China is cracking down on free speech again. This time, an internet watchdog and organ of the country’s Communist Party has banned web users from using pseudonyms to post messages under the names of famous people. A new set of rules will also require Internet users to register accounts using their real names.
The Cyberspace Administration of China (CAC), which is overseen by President Xi Jinping, said it was combating the “vulgar culture” of using names like Barack Obama and those of Chinese officials, according to the BBC. As part of the government’s attempts to “protect” their citizens’ “legitimate rights,” the CAC announced a list of required measures that would be enforced starting the the first of March this year.
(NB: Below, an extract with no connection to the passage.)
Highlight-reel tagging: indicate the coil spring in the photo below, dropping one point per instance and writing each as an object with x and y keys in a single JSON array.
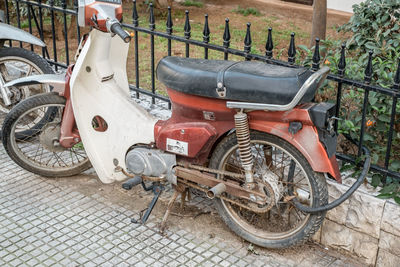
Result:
[{"x": 243, "y": 139}]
According to the BBC, these measures include web users signing a pledge to avoid “illegal and unhealthy” Internet activity and registering accounts under their real names, even if they wish to post under nicknames. The BBC notes that said nicknames should not include information that could violate the constitution, subvert state power, undermine national security, or promote rumor-mongering.
“This does not restrict internet users, instead it protects their legitimate rights,” CAC’s head of mobile internet, Xu Feng, told the BBC.
Facebook is just one of the numerous social media platforms that have been banned in China. Facebook was blocked approximately five years ago through the central authority in Beijing, which has the world’s most well-developed censorship system, commonly known as the Great Firewall.
China has the largest population of internet users in the world, with close to 649 million people who are online.
Las month, China blocked three providers of Virtual Private Network (VPN) systems (namely Astrill, StrongVPN and Golden Frog) which were used to help citizens bypass the firewall restrictions. According to Reuters, a cyber security expert at a government-backed think tank said that China’s Great Firewall had been upgraded in order to preserve China’s “cyberspace sovereignty.”